Riccardo.   Che stravaganza è questa?
Ella che il mezzogiorno udir nel letto suole,
Perchè sorger stamane prima che spunti il sole?
Cecchino. Dirò, signor padrone, la padroncina è alzata.
Perchè (glielo confido) non s’è ancor coricata.
Riccardo. Come! la notte intera passò senza riposo?
Cecchino. Pur troppo, e son per questo lasso anch’io sonnacchioso.
Riccardo. Parla; a me si può dirlo, a me deono esser note
Le cure che molestano il cuor della nipote.
Cecchino. Ma se lo sa ch’io il dica, misero me! Provate
Più volte ho sul mio viso le mani indiavolate.
Riccardo. Non ardirà toccarti, se sei da me protetto.
Cecchino. Voi la terrete in freno?
Riccardo.   Parla; te lo prometto.
Cecchino. Nasca quel che sa nascere, dover parmi, e ragione,
Ch’io parli, ed obbedisca sì docile padrone.

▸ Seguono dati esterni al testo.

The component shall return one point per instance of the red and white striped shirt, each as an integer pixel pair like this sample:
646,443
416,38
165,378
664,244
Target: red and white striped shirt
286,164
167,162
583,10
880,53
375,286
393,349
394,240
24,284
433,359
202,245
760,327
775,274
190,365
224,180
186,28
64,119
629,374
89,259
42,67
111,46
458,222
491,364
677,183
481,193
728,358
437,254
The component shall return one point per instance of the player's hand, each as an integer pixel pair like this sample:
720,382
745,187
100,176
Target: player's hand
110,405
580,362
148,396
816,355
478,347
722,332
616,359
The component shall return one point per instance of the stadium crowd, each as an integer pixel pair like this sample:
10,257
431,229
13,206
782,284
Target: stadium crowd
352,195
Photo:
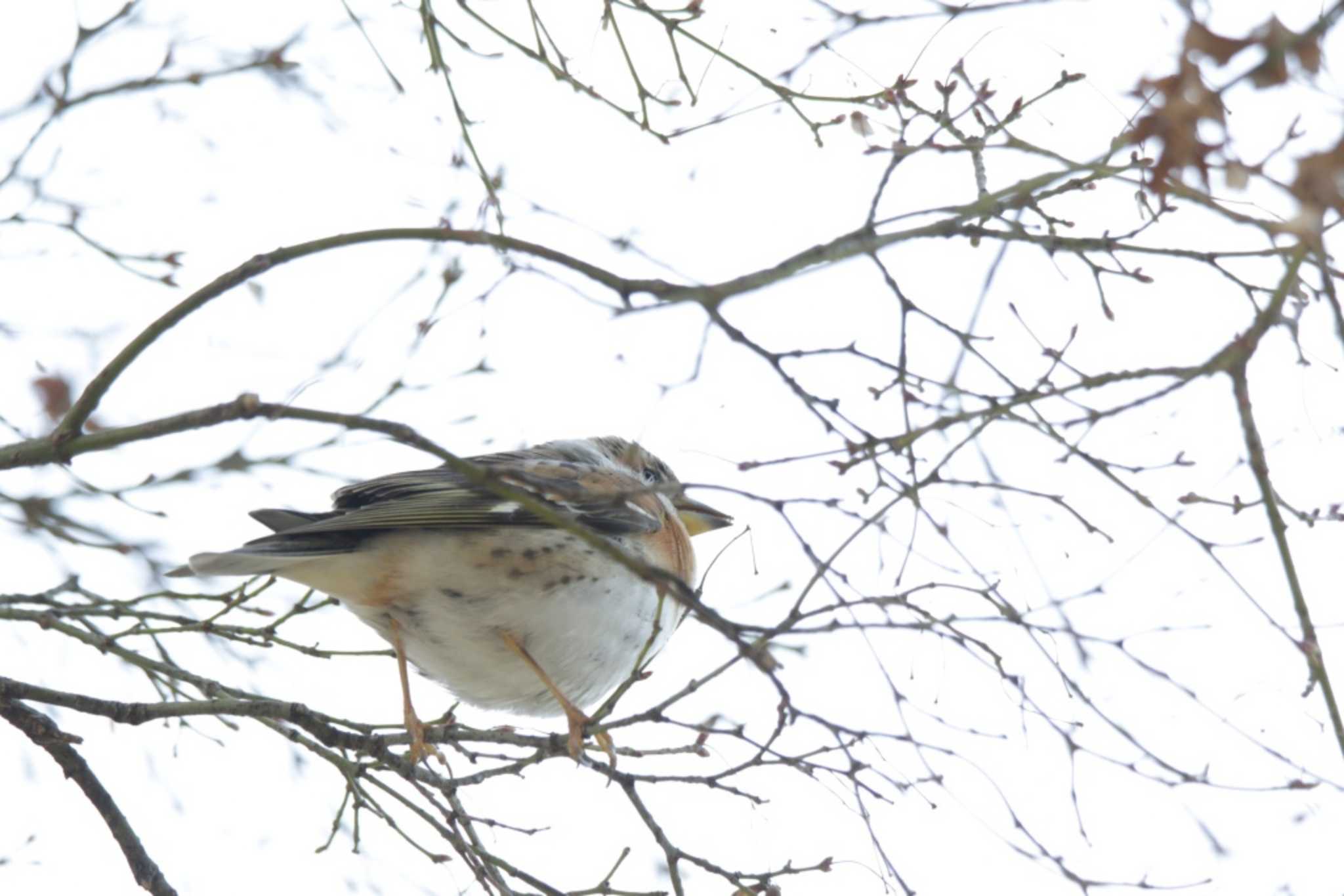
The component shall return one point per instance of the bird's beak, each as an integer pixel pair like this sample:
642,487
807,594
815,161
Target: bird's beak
699,518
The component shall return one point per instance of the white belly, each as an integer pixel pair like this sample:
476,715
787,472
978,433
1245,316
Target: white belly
582,617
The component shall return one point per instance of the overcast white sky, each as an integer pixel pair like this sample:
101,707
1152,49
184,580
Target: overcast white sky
238,167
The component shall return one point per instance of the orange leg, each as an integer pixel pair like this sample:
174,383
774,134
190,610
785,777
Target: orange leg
420,748
576,716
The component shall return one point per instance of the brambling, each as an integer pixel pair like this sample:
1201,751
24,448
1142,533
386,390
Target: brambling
506,610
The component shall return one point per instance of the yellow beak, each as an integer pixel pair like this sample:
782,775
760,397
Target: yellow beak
699,518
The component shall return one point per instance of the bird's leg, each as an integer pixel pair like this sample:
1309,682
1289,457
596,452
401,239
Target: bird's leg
576,716
420,748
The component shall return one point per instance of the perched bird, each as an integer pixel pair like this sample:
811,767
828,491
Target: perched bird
503,607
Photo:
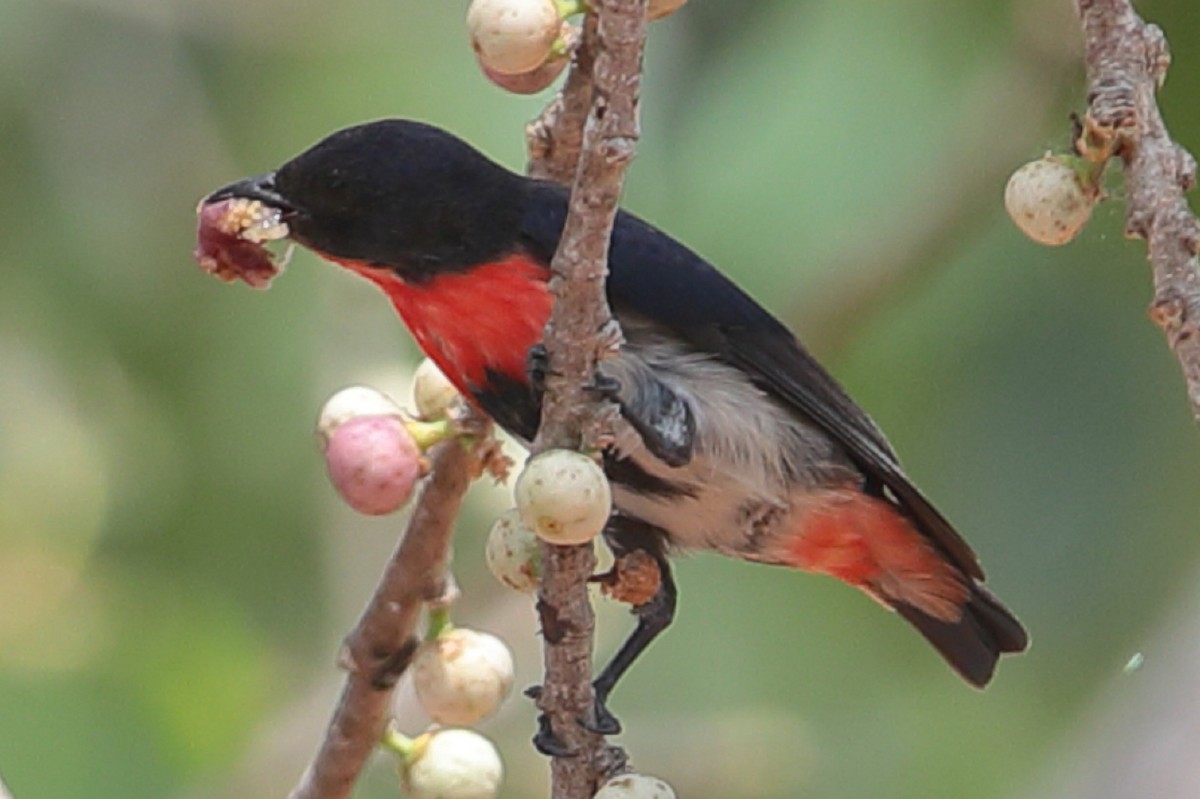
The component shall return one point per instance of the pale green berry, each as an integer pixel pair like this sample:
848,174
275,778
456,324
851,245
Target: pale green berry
351,402
462,676
1048,202
635,786
453,764
563,497
513,552
513,36
432,391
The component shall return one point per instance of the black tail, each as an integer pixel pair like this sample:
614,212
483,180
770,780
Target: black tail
975,642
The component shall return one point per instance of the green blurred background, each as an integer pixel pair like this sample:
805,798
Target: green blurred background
175,574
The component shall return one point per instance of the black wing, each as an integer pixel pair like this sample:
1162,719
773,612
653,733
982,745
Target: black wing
657,276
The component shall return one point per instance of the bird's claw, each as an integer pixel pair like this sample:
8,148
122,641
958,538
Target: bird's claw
547,743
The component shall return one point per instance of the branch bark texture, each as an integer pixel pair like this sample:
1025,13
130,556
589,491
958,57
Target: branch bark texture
580,332
1127,62
379,648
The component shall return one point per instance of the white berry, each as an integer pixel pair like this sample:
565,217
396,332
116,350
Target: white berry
462,676
635,786
351,402
432,391
373,463
513,36
513,553
453,764
1048,202
563,497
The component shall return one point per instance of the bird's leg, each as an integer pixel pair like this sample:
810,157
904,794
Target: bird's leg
653,617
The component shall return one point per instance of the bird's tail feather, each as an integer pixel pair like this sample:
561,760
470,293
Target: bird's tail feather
973,643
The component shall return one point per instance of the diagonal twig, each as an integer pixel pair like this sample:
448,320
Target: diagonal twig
580,332
379,648
1127,62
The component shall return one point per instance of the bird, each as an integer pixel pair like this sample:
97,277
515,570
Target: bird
732,438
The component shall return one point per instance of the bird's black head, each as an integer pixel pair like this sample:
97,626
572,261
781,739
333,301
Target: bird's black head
395,193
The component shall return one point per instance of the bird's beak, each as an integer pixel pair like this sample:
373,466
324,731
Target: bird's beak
261,187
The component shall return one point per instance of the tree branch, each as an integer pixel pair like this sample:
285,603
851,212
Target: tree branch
1127,62
379,648
580,332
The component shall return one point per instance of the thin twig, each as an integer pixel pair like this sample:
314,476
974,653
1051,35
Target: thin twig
580,332
556,137
379,648
1127,62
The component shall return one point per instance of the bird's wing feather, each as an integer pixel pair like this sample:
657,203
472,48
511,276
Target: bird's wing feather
655,276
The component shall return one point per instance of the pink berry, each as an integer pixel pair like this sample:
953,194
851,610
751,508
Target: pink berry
373,463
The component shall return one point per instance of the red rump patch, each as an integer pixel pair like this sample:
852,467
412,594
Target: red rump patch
484,318
868,542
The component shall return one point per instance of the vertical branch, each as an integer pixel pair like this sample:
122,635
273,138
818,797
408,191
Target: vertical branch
1127,62
580,332
379,648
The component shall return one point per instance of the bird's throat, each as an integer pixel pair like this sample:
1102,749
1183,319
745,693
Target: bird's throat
474,322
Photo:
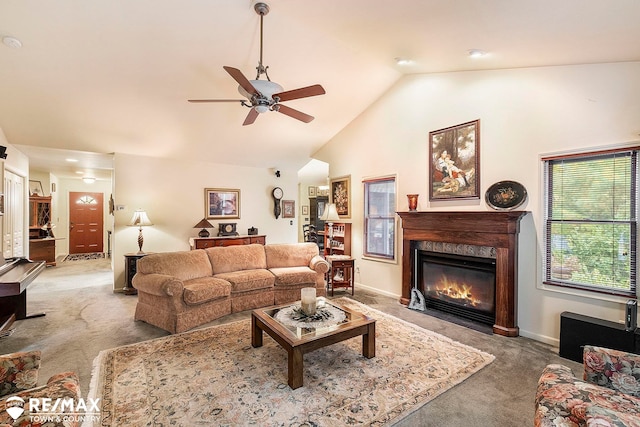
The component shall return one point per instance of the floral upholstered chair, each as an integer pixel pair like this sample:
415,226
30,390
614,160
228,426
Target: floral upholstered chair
608,395
18,379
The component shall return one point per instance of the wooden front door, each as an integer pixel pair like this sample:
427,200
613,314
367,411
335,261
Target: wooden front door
85,222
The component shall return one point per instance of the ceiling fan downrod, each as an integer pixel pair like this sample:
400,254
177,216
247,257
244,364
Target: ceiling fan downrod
261,9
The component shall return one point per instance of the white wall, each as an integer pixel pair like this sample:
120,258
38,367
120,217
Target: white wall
172,193
523,113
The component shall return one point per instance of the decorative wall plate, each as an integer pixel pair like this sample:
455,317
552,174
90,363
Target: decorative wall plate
505,195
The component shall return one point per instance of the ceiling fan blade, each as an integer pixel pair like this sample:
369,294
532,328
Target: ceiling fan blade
217,100
299,115
241,79
251,117
303,92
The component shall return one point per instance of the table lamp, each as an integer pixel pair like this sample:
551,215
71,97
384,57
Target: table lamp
330,215
204,224
140,219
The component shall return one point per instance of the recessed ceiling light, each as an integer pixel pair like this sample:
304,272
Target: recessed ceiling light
403,61
477,53
12,42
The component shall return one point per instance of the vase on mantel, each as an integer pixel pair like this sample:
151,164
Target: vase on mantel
413,202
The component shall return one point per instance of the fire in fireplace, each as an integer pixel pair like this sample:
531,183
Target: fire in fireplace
461,285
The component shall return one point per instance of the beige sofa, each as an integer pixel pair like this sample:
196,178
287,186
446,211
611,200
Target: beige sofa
178,291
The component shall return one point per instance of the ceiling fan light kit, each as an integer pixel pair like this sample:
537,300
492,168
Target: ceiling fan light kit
265,95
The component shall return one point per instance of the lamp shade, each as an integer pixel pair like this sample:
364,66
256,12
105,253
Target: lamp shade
203,224
330,213
140,219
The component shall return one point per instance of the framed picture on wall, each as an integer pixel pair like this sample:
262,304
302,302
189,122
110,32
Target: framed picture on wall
341,195
288,209
221,203
454,162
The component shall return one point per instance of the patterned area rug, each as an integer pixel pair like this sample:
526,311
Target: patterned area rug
84,257
214,377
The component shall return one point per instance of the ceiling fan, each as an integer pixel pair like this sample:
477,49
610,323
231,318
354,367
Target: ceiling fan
265,95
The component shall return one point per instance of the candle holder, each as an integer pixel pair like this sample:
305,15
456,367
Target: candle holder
308,301
413,201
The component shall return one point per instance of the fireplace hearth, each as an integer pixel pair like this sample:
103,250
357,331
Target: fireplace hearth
460,285
492,232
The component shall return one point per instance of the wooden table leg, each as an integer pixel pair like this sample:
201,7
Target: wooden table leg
369,342
256,333
295,373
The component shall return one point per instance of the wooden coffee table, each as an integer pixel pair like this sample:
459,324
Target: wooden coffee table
298,341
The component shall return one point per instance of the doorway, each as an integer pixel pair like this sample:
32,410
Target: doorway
86,222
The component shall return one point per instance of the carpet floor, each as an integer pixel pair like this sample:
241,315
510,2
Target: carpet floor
213,376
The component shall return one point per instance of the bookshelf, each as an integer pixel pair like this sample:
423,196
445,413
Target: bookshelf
337,242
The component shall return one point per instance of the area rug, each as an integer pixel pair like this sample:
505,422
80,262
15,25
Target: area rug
84,257
214,377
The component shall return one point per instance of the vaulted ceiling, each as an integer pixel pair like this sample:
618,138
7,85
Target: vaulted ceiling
106,76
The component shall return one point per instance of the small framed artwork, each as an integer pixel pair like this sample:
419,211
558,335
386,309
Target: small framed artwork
288,208
221,203
35,188
454,161
312,191
341,195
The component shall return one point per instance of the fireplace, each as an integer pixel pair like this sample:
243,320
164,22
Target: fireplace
460,285
495,232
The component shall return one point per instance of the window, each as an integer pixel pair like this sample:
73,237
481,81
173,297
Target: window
591,221
380,217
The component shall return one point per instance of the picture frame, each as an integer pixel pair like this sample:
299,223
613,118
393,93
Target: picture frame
312,191
341,195
35,188
221,203
454,161
288,208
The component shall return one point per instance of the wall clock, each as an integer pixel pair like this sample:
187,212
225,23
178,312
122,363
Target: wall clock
277,194
227,229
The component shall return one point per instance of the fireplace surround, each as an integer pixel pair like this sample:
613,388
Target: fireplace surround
498,230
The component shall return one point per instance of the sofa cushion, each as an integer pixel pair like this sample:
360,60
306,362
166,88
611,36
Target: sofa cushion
185,265
248,280
237,258
290,254
198,291
294,276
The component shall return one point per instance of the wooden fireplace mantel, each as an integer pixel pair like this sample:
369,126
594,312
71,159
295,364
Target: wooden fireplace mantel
496,229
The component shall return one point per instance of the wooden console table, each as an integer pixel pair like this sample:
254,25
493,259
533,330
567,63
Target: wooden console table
210,242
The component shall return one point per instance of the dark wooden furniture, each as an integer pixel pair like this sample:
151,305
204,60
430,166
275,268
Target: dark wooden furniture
338,243
496,229
130,269
15,276
577,330
340,272
42,245
210,242
298,341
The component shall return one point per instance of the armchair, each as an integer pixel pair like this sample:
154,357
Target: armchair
607,395
18,378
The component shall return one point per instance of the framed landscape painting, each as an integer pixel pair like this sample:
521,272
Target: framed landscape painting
341,195
221,203
454,156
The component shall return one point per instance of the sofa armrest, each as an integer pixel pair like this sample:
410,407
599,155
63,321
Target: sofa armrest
19,371
614,369
319,264
158,284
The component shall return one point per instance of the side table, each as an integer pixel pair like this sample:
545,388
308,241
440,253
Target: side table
340,272
130,269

Sono due notti intere, che la padrona mia
Non dorme, e vuol ch’io vegli con essa in compagnia.
Riccardo. Per qual ragion due notti star donna Livia alzata?
Cecchino. Perchè?....
Riccardo.   Franco ragiona.
Cecchino.   Meschina! è innamorata.
Riccardo. Di chi?
Cecchino.   Di don Rinaldo.
Riccardo.   M’è noto il cavaliere.
Ha sentimenti onesti; conosce il suo dovere.